In other words, to make sure that the wiring was a "one way street?"  That makes sense.  In this diagram where would the diodes be placed assuming the wires were actually run this way?









notshubby said:


> I don't know if something like this would work with your amperage.  http://www.amazon.com/Boost-Converter-Voltage-Regulator-Supply/dp/B00M2SB476



As far as I can tell it only puts out 4A max.  I think the alternator option with the diodes to isolate the two circuits would be the best.  I could sell the two treadmill motors on Ebay (it looks like they sell for about $50) and put the money toward a brand new engine and alternator.


----------



## notshubby (Aug 24, 2015)

well your drawing isn't right as it shows the batteries aren't connected in a series. sorry im not the best with the computer so I did a quick sketch. theres your series drawing


----------



## Badfish740 (Aug 24, 2015)

notshubby said:


> well your drawing isn't right as it shows the batteries aren't connected in a series. sorry im not the best with the computer so I did a quick sketch. theres your series drawing



Aha...I see where I went wrong, so regardless, in that configuration, where would the diodes go?


----------



## notshubby (Aug 24, 2015)

I'm thinking lol. I might have to show my electrician at work and go over it with him. the way I was thinking might not work


----------



## Badfish740 (Aug 24, 2015)

I've been doing some poking around and it seems that it's actually not that difficult to modify an automotive alternator to output any voltage you want up to 100VDC or so.  Still working through the details, but I'll post what I find.


----------



## notshubby (Aug 24, 2015)

Badfish740 said:


> I've been doing some poking around and it seems that it's actually not that difficult to modify an automotive alternator to output any voltage you want up to 100VDC or so.  Still working through the details, but I'll post what I find.

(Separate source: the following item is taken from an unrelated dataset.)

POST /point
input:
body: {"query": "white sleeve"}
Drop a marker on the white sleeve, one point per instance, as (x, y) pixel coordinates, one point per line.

yep just take control of that voltage input to the field. anything that doesn't have avalanche diodes should work for your charging with the stock diodes.


----------



## xman23 (Aug 27, 2015)

Just another idea. If the goal is to have a electric trolling motor run all day, with or without batteries on the boat. A gas 1800 - 2000 watt 115 vac emergency power generator is big enough. Use a switching power supply, 115 vac to 48vdc to run the motor directly with no batteries. Or run a AC battery charger to charge the batteries and run the motor at the same time. 

I have a champion inverter pure sine wave, about 1800 watt that I back feed my house with. It runs every thing in the house. Of course one large power item at a time.


----------



## begreen (Aug 29, 2015)

I would think the running a genny would defeat the reason for a quiet battery powered motor. At that point why not just use a small gas driven motor like the little Honda 2.3 hp unit?


----------



## xman23 (Aug 30, 2015)

begreen said:


> I would think the running a genny would defeat the reason for a quiet battery powered motor. At that point why not just use a small gas driven motor like the little Honda 2.3 hp unit?

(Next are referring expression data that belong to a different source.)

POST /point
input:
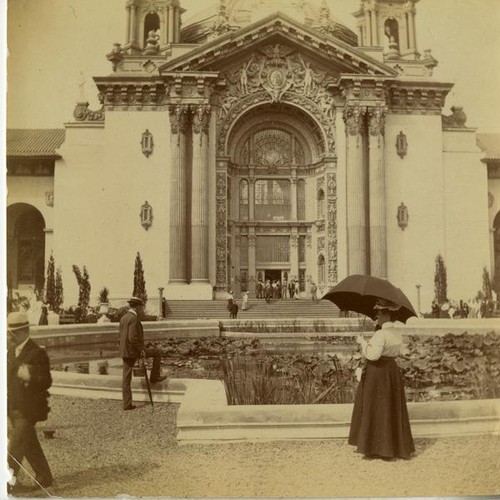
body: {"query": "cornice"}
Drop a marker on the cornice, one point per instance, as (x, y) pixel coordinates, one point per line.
(417, 96)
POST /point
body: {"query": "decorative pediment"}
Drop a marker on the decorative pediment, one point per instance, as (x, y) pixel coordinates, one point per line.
(278, 29)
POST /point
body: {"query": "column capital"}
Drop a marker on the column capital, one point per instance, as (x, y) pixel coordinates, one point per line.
(353, 118)
(376, 120)
(179, 118)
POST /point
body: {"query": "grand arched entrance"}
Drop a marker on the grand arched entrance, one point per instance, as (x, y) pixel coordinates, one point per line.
(25, 247)
(276, 206)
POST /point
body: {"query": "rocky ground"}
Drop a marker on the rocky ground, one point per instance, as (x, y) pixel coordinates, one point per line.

BeGreen, I think the issue is the all electric lakes. But I wonder if the gas generator running the electric motor is a legal.


----------



## Bret Chase (Aug 30, 2015)

xman23 said:


> BeGreen, I think the issue is the all electric lakes. But I wonder if the gas generator running the electric motor is a legal.

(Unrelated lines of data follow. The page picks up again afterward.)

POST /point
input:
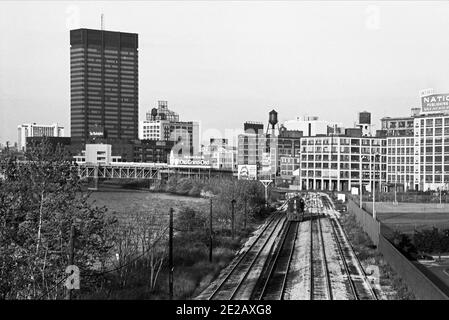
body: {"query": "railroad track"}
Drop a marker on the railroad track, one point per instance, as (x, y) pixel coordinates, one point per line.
(361, 289)
(230, 286)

I think most of the electric only lakes has more to do with an IC outboard cooling/muffling it's exhaust with lake water than noise...


----------



## begreen (Aug 30, 2015)

Than makes sense, thx.


----------



## Badfish740 (Aug 31, 2015)

Still weighing the options on this one-there are a few:

One unregulated 12V alternator tuned to 48V via RPM
Run two 24V alternators in series
Run two Dodge military truck generators (they had 24V generators because the rest of the vehicle electrical system was 12V) in series



begreen said:


> I would think the running a genny would defeat the reason for a quiet battery powered motor. At that point why not just use a small gas driven motor like the little Honda 2.3 hp unit?



The goal is really to have a "hybrid."  Electric is great when cruising slowly (and quietly), especially for wildlife watching along the shoreline, etc...  Getting across the 2 mile wide lake with a breeze in your face is a different story.  What I want to be able to do is the following:

Start the trip with fully charged batteries/a full tank of gas in the generator
Run the generator for the trip across the lake with the generator supplying most, if not all, of the power required by the electric outboard
Rely on batteries only once we get to our favorite cruising area
Run the generator for the way back (or not) depending on how depleted the batteries get



xman23 said:


> BeGreen, I think the issue is the all electric lakes. But I wonder if the gas generator running the electric motor is a legal.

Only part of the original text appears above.